What do Red Bull and Intigriti have in common? They both have the drive to make the world a better place from a security perspective and always aim to improve. Therefore we are proud to announce that as of today ethical hackers of the Intigriti community, or “Friendly Hackers” as Red Bull calls them, are able to hunt on vulnerabilities at the Intigriti platform. And what’s a better reward than endless trays of Red Bull to stay awake all night while hunting?
Why Red Bull decided to start a vulnerability disclosure program
A few years ago Red Bull realised that writing policies does not hinder anyone in attacking the company. As they have a large, heterogenous structured and fast changing environment, taking care about security of all their public facing assets is nearly impossible. That’s why Red Bull decided that it’s better to invite “Friendly Hackers” (this is how they call security researchers) to hack them and share afterwards how they were able to do this. The alternative is being hacked anyway without knowing.

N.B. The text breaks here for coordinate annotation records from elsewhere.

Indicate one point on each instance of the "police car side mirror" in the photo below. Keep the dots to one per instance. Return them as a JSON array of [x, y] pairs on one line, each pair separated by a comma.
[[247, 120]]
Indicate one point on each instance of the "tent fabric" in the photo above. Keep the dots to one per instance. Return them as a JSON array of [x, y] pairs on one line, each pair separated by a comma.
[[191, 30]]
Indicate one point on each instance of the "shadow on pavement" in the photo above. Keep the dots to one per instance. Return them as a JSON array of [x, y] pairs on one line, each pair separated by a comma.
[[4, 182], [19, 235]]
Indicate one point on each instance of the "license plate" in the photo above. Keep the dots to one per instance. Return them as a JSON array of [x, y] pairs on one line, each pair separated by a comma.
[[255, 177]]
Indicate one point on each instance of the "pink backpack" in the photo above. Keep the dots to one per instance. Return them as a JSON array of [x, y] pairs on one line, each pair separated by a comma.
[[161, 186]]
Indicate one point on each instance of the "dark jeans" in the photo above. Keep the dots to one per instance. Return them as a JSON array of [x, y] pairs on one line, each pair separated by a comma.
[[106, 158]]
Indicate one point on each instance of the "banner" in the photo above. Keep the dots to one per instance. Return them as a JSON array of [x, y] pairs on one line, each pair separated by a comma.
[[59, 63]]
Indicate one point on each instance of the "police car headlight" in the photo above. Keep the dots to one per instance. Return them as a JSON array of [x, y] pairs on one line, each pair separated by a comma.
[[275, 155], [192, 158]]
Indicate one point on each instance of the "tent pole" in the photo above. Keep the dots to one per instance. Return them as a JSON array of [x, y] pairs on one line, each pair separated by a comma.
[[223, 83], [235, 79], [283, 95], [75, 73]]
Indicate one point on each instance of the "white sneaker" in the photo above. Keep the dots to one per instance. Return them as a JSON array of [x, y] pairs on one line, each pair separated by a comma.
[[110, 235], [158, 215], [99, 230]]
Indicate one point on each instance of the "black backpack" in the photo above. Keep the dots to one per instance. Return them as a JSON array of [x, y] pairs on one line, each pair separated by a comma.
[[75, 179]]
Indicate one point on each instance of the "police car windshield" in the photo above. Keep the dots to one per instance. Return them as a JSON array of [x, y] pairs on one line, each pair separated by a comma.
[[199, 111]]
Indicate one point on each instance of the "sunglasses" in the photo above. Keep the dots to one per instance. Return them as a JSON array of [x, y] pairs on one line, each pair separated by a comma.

Keeping personal contact with the Friendly Hackers is very important for Red Bull and for that reason they initially managed everything themselves. But as things scale overtime they now decided to team up with Intigriti to support in managing vulnerabilities.
Maintain personal contact with the community
Red Bull likes to work with niche companies where they can build up a good personal relationship. They choose for Intigriti because of their strong focus on mutual communication and building a strong personal relationship, rather than only focusing on formal processes.
Moreover, the Intigriti platform provides Red Bull possibilities to still keep this personal contact with the community, which is so important for them.
This is how the unique rewarding approach works
Stefan Winkler, IT Security Manager at Red Bull: “We see the work with Friendly Hackers as a partnership where everyone provides what he is good at on a non-monetary base. We provide a huge playground of systems and technologies and – what else – Red Bull to survive late night hacking sessions. On the other side we receive vulnerabilities which have been obtained by friendly hackers. A win-win.”
Let’s make it concrete:
- A medium vulnerability will be rewarded with 1 tray of Red Bull (24 cans)
- A high vulnerability will be rewarded with 3 trays of Red Bull
- A critical vulnerability will be rewarded with 6 trays of Red Bull (144 cans)
- An exceptional vulnerability will be rewarded with a special surprise
Red Bull hopes to improve and streamline communication to the hackers who decide to do the deep dive into the public facing Red Bull environment.